Why it comes across as unprofessional to me is the cash and coins going into the car. People like Uber because it is Cashless. They like not having to carry around cash, and they like not having to deal with it. It lets them know that I appreciate tips, but also appreciate their preference for monetary exchange. I would rather have the transaction cashless because I prefer not carry around extra cash in my car. It also strikes me wrong because it is too wordy. Just like billboards, the sooner you can get your point across the better. People see Tips are appreciated, and see the Logos that I got from Google Image and automatically know that I have the ability to accept tips through Credit Cards. Knowing your audience is a part of providing a good, professional service. Your sign is also too large. It can obstruct the PAX view, and with it hanging the way you do in the picture, it could dangerously obstruct your view as well. Affixing your sign to the vehicle could also be problematic.

The QR code on my sign is there with tiny text because QR codes inspire curiosity. I didn't have one on my old sticker, and just had the url for my Paypal.Me account. I got one tip through it before the QR code. I have received a handful that way now. People are curious where a QR code will take them, so they scan it.

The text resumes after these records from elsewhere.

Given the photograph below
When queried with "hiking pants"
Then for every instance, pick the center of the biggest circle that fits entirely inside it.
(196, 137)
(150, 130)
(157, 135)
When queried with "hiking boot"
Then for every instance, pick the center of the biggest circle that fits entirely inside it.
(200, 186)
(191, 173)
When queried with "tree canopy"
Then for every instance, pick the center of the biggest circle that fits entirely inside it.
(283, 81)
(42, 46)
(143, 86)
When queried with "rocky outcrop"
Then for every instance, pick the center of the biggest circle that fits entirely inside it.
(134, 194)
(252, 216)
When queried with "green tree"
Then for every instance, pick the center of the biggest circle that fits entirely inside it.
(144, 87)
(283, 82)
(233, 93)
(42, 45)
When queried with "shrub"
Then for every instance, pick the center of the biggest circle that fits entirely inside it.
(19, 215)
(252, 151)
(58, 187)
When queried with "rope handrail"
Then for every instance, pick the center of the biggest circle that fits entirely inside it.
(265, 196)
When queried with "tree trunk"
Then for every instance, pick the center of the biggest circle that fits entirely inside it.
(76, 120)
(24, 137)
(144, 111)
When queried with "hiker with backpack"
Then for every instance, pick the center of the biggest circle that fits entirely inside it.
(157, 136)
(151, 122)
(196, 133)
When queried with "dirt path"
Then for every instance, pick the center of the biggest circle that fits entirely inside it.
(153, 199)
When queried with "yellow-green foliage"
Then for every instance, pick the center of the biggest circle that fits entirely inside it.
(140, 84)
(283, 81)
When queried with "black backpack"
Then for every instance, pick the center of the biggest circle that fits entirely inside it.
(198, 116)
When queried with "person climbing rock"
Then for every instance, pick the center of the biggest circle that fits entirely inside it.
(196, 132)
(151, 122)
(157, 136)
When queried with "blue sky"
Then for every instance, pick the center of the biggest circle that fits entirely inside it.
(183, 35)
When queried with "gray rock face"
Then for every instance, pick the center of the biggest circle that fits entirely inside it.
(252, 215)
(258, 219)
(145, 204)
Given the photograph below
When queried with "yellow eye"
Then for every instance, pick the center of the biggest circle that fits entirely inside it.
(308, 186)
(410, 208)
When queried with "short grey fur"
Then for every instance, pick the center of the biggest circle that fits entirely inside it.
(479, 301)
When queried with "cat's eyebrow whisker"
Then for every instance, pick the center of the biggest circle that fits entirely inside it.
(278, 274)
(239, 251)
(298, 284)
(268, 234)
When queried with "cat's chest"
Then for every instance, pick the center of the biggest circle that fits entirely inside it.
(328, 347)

I used Vistaprint because it is less expensive than using a full blown promotional service. It has enough tools to make sure that it is the way I want it, centered, evenly spaced, and able to print onto a window sticker.

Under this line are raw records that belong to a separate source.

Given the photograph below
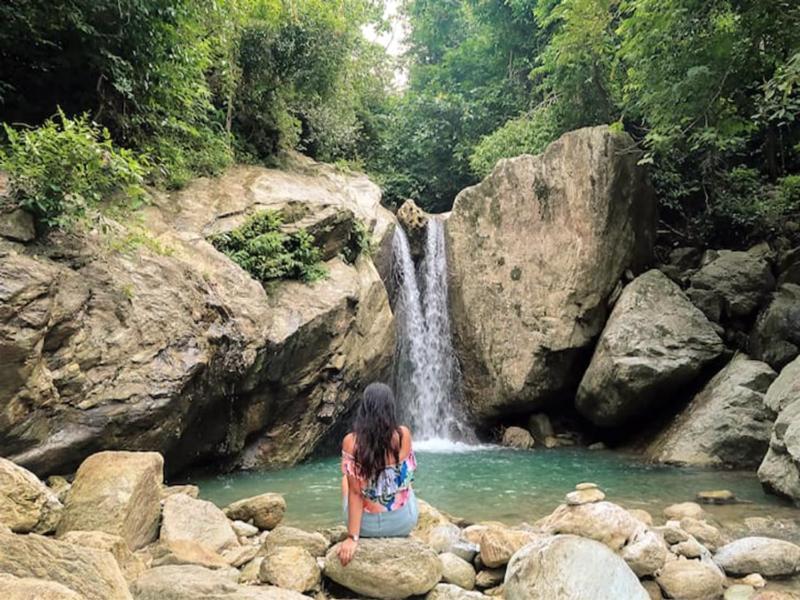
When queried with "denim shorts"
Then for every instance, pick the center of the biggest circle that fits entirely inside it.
(394, 523)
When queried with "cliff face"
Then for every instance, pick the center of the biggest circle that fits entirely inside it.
(140, 335)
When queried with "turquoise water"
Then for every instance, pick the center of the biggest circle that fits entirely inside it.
(512, 486)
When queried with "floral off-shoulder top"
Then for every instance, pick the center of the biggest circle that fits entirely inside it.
(391, 488)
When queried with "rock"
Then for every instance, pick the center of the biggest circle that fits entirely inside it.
(487, 578)
(604, 522)
(739, 592)
(785, 389)
(525, 313)
(264, 510)
(446, 591)
(516, 437)
(429, 519)
(131, 565)
(706, 534)
(119, 493)
(244, 530)
(540, 427)
(186, 518)
(138, 336)
(726, 424)
(26, 588)
(189, 582)
(685, 509)
(292, 568)
(386, 568)
(457, 571)
(737, 282)
(716, 497)
(645, 554)
(314, 543)
(498, 544)
(414, 221)
(170, 490)
(653, 345)
(91, 573)
(187, 552)
(568, 567)
(768, 556)
(26, 504)
(17, 225)
(776, 336)
(690, 580)
(587, 496)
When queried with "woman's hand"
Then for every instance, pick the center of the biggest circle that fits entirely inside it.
(347, 550)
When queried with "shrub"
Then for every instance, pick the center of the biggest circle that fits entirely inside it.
(59, 170)
(262, 249)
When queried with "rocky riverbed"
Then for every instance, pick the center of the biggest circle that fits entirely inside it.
(117, 532)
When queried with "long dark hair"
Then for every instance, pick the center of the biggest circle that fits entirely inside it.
(374, 428)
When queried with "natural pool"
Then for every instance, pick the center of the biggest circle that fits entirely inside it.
(492, 483)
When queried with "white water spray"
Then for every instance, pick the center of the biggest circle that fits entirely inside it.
(426, 370)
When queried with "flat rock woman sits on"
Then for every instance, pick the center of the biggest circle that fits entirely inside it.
(378, 465)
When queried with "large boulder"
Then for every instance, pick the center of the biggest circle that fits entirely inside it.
(567, 567)
(776, 337)
(186, 518)
(119, 493)
(26, 588)
(726, 425)
(91, 573)
(386, 568)
(655, 343)
(265, 510)
(194, 583)
(142, 335)
(731, 284)
(536, 249)
(26, 504)
(767, 556)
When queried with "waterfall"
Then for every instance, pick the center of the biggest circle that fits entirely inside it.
(427, 378)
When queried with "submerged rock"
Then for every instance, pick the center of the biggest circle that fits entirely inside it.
(726, 424)
(386, 568)
(536, 249)
(264, 510)
(567, 567)
(655, 343)
(146, 337)
(767, 556)
(119, 493)
(26, 504)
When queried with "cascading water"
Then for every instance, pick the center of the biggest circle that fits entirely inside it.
(426, 371)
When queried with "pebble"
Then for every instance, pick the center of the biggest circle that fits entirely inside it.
(716, 497)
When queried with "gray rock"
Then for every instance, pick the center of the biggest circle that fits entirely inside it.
(17, 225)
(655, 343)
(767, 556)
(114, 343)
(726, 424)
(386, 568)
(776, 336)
(118, 493)
(567, 567)
(736, 283)
(26, 504)
(536, 250)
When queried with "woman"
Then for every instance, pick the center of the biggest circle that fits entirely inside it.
(378, 465)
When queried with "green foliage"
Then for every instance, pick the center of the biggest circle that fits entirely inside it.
(66, 166)
(528, 134)
(262, 249)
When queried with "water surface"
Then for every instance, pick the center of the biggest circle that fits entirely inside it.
(513, 486)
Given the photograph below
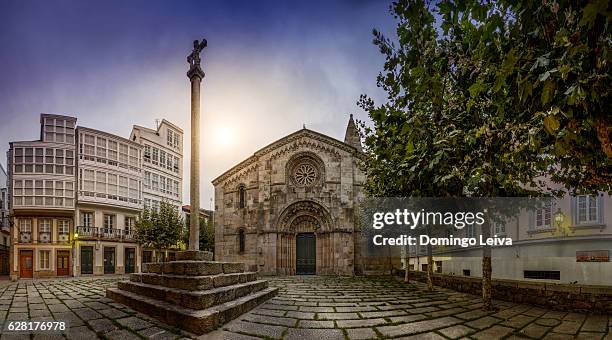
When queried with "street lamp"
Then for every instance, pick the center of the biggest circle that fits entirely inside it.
(559, 218)
(75, 238)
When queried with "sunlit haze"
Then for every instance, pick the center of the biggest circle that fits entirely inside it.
(270, 68)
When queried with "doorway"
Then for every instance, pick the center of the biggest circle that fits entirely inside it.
(306, 261)
(26, 260)
(63, 263)
(130, 260)
(86, 260)
(109, 260)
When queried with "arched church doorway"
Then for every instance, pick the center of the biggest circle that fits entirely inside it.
(306, 254)
(304, 243)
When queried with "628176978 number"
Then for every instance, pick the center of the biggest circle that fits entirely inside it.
(35, 326)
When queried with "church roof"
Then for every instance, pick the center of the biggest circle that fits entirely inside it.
(282, 141)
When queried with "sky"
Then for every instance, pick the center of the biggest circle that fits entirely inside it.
(271, 66)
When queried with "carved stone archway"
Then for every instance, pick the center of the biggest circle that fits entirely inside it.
(305, 216)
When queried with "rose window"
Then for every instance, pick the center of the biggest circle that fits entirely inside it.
(305, 174)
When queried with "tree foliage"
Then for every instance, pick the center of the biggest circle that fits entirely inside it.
(491, 97)
(160, 229)
(488, 99)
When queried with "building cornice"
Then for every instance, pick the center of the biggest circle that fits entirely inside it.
(296, 136)
(108, 134)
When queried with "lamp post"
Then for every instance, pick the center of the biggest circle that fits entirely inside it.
(559, 218)
(75, 238)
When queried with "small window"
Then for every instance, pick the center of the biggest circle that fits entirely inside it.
(63, 227)
(241, 241)
(109, 222)
(588, 209)
(44, 259)
(499, 228)
(25, 226)
(544, 216)
(241, 197)
(470, 230)
(87, 219)
(44, 226)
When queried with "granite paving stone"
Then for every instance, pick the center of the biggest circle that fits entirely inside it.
(307, 307)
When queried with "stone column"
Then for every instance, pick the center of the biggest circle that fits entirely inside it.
(195, 75)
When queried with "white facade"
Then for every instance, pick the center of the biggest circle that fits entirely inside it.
(109, 201)
(162, 163)
(571, 249)
(42, 199)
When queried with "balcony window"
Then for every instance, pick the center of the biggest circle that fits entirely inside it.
(499, 229)
(587, 209)
(543, 216)
(162, 157)
(25, 226)
(470, 230)
(44, 226)
(87, 219)
(109, 223)
(63, 227)
(44, 256)
(155, 157)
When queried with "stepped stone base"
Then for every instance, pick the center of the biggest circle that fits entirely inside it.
(193, 293)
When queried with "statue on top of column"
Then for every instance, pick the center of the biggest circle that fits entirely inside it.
(194, 58)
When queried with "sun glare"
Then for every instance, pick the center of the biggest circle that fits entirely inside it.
(225, 136)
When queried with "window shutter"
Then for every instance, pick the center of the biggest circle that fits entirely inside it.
(574, 210)
(600, 208)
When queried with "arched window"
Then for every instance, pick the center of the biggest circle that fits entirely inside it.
(241, 197)
(241, 241)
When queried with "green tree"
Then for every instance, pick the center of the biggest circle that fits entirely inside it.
(471, 110)
(159, 229)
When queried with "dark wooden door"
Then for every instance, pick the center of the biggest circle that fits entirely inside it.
(86, 260)
(306, 260)
(26, 263)
(63, 263)
(109, 260)
(130, 260)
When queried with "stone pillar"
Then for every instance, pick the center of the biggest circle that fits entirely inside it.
(195, 75)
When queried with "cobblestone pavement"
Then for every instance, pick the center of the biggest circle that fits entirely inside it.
(82, 304)
(369, 308)
(319, 308)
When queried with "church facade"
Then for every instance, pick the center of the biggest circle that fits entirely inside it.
(291, 207)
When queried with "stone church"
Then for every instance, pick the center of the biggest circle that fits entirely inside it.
(290, 208)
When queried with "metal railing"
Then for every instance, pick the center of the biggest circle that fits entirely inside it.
(25, 237)
(105, 233)
(44, 237)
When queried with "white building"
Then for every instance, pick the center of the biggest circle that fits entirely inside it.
(569, 240)
(42, 198)
(162, 163)
(109, 200)
(5, 231)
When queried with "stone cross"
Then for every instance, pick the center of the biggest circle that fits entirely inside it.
(195, 75)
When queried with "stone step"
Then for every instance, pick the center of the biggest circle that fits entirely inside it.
(194, 299)
(196, 268)
(193, 282)
(194, 255)
(194, 321)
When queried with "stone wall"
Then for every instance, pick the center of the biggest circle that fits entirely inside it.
(566, 297)
(278, 205)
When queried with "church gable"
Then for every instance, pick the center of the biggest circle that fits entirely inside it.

Those are the reasons I don't like your sign. Obviously with the response you have gotten, I may be in the minority, but like I said at the top, I understand that this is incredibly subjective.


----------



## txtim1982 (Jan 5, 2016)

wk1102 said:


> Personally i think any sign is tacky as hell. I try to work tipping into the conversation if i think they are the type that would tip. If I get the feeling they are the type to not, i don't bring it up.
> 
> When ever anyone asks how I like Uber or how the pay is, reguardless of whether I think they will tip or not, I say something like if tips cover my gas and dinner its good or something like that.
> 
> ...


See, I feel the exact opposite. I think talking about tips is unprofessional and tacky. A server at a restaurant doesn't walk up to you and talk to you about tips. It is placed on the bottom of the receipt as a reminder. Proper signage allows the point to be given, and refrains from one of the three deadly conversations ($, Religion and Politics).


----------



## lyft_audi (Mar 3, 2016)

txtim1982 said:


> I am willing to bet that no one here lays out marketing material professionally, otherwise, they wouldn't be driving rideshare, they'd be riding rideshare. I know that I am coming at this as a guy who took a couple classes in college on the subject, so I am in no way an expert.)

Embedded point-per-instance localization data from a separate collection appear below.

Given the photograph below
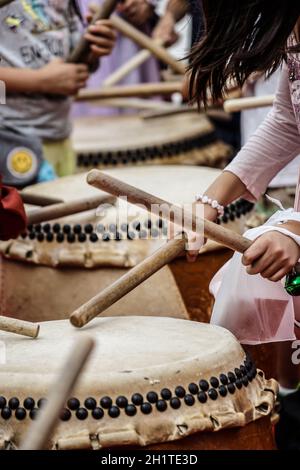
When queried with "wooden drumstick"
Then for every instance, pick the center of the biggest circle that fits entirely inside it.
(19, 327)
(41, 429)
(175, 213)
(67, 208)
(146, 42)
(39, 200)
(136, 61)
(127, 91)
(160, 258)
(241, 104)
(127, 283)
(81, 52)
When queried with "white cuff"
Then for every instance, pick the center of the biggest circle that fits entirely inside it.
(271, 225)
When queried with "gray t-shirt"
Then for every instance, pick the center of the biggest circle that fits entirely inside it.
(32, 33)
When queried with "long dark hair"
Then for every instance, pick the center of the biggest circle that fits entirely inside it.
(241, 37)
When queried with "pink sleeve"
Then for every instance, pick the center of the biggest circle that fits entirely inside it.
(275, 143)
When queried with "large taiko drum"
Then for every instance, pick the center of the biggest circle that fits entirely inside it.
(159, 382)
(186, 138)
(56, 267)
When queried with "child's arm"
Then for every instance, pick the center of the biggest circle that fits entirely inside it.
(275, 143)
(55, 78)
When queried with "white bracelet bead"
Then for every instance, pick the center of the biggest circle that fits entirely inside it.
(211, 202)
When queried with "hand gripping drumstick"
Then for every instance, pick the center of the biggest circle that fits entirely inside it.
(160, 258)
(55, 211)
(19, 327)
(82, 50)
(240, 104)
(40, 432)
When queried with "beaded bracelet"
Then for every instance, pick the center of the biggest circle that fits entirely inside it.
(211, 202)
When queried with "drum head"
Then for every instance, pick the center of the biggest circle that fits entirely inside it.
(186, 138)
(148, 380)
(81, 240)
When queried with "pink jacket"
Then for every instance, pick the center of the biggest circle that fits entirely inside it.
(277, 140)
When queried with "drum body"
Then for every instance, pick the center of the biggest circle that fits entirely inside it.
(186, 138)
(149, 382)
(56, 267)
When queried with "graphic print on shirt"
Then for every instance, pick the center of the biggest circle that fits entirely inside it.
(44, 29)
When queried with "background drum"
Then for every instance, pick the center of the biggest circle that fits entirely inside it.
(186, 138)
(56, 267)
(150, 381)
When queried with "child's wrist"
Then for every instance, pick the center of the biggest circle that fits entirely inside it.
(38, 81)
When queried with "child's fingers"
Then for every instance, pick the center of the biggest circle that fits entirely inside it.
(279, 275)
(100, 41)
(273, 269)
(103, 27)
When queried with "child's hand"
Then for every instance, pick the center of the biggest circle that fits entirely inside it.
(59, 78)
(138, 12)
(273, 255)
(102, 37)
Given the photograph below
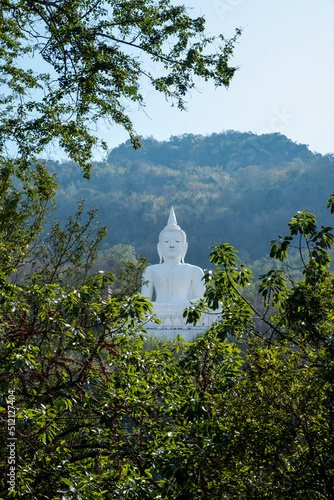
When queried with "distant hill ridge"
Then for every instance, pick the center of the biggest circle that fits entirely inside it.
(231, 187)
(229, 150)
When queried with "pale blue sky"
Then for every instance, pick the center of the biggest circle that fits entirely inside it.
(285, 82)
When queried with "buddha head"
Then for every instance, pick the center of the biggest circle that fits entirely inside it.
(172, 241)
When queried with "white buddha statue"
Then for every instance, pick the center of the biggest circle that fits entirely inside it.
(172, 284)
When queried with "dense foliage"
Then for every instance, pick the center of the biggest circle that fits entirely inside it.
(103, 413)
(89, 406)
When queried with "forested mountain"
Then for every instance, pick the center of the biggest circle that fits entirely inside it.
(231, 187)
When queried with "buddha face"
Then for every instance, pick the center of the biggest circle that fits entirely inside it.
(172, 246)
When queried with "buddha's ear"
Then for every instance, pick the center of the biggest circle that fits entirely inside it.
(159, 251)
(184, 248)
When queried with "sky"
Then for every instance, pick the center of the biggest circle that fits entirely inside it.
(285, 80)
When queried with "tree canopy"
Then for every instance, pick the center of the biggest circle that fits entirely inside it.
(91, 57)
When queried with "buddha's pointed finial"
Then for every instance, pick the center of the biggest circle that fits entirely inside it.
(172, 222)
(172, 225)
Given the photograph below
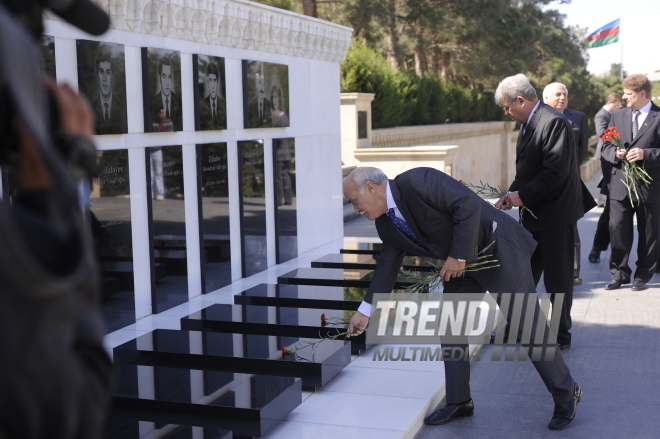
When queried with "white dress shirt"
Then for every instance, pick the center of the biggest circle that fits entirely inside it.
(643, 112)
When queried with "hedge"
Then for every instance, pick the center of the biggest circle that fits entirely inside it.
(404, 99)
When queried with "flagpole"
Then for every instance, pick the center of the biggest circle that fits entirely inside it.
(621, 43)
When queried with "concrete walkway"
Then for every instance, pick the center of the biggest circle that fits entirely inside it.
(614, 357)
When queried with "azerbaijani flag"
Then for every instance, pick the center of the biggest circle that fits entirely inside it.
(607, 34)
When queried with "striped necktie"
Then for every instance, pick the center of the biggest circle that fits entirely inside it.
(404, 227)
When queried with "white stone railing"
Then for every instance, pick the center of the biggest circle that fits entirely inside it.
(435, 134)
(232, 23)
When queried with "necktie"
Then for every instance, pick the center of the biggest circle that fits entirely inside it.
(404, 227)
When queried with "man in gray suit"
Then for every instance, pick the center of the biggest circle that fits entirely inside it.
(602, 121)
(556, 95)
(427, 213)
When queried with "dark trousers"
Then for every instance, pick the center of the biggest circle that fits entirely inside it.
(621, 235)
(554, 373)
(554, 256)
(576, 254)
(602, 236)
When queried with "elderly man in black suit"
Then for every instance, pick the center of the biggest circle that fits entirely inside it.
(556, 95)
(602, 121)
(639, 125)
(547, 182)
(427, 213)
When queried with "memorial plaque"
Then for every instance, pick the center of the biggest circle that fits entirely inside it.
(9, 189)
(335, 277)
(102, 78)
(248, 405)
(209, 93)
(47, 56)
(214, 216)
(167, 229)
(362, 125)
(368, 262)
(253, 207)
(302, 296)
(314, 366)
(287, 323)
(265, 94)
(110, 225)
(286, 219)
(362, 248)
(161, 90)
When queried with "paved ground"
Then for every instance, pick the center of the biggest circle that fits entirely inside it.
(614, 358)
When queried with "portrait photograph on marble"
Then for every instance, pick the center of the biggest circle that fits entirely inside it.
(213, 199)
(265, 94)
(167, 227)
(252, 190)
(46, 56)
(161, 89)
(286, 221)
(109, 219)
(209, 93)
(102, 78)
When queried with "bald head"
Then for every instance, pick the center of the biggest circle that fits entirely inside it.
(366, 189)
(556, 95)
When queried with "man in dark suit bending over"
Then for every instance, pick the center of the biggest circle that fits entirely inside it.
(427, 213)
(556, 95)
(639, 125)
(547, 182)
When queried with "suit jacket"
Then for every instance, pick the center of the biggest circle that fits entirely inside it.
(175, 109)
(117, 123)
(602, 121)
(450, 220)
(580, 127)
(648, 139)
(219, 122)
(547, 177)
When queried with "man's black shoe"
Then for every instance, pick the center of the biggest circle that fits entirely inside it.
(450, 412)
(614, 284)
(638, 285)
(564, 414)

How much are you willing to bet exactly?

I happen to be a Senior Art Director in one of the largest promotional marketing firms in the USA. I have 12 designers who work for me state-side and 4 overseas designers as well...

I make damn good money doing what I do with some pretty well-known clients.

And guess what... I drive Rideshare.

So... About that bet?


----------



## wk1102 (Dec 25, 2015)

txtim1982 said:


> See, I feel the exact opposite. I think talking about tips is unprofessional and tacky. A server at a restaurant doesn't walk up to you and talk to you about tips. It is placed on the bottom of the receipt as a reminder. Proper signage allows the point to be given, and refrains from one of the three deadly conversations ($, Religion and Politics).


The way i see it it, once a rider opens that door its perfectly acceptable. Its not like i say hey how's it going guys I want a tip.

If someone is going to ask about my pay, i feel it is perfectly appropriate. My region is fairly new and I get a lot of 1st timers. I'd say 60-70 percent of my riders have taken 5 rides or less. They are genuinely curious about how uber works and pays.

There plenty of riders I do not get a chance to work it into the conversation and I suppose a sign would help but i just feel funny about it. Maybe ill give it a shot down the road, I do want to get my hood re-painted.


----------



## bondad (Apr 4, 2015)

txtim1982 said:


> These window stickers have now existed in my car for a few weeks, and have had moderate success. Now that we cannot be deactivated for soliciting tips, what is everyone doing to remain classy and professional while soliciting tips?
> 
> View attachment 38595
> 
> ...


Tim - I curious about your QR code. What paypal page does it link to? I'm trying to generate a QR code but can't figure out a proper paypal link.


----------



## lyft_audi (Mar 3, 2016)

bondad said:


> Tim - I curious about your QR code. What paypal page does it link to? I'm trying to generate a QR code but can't figure out a proper paypal link.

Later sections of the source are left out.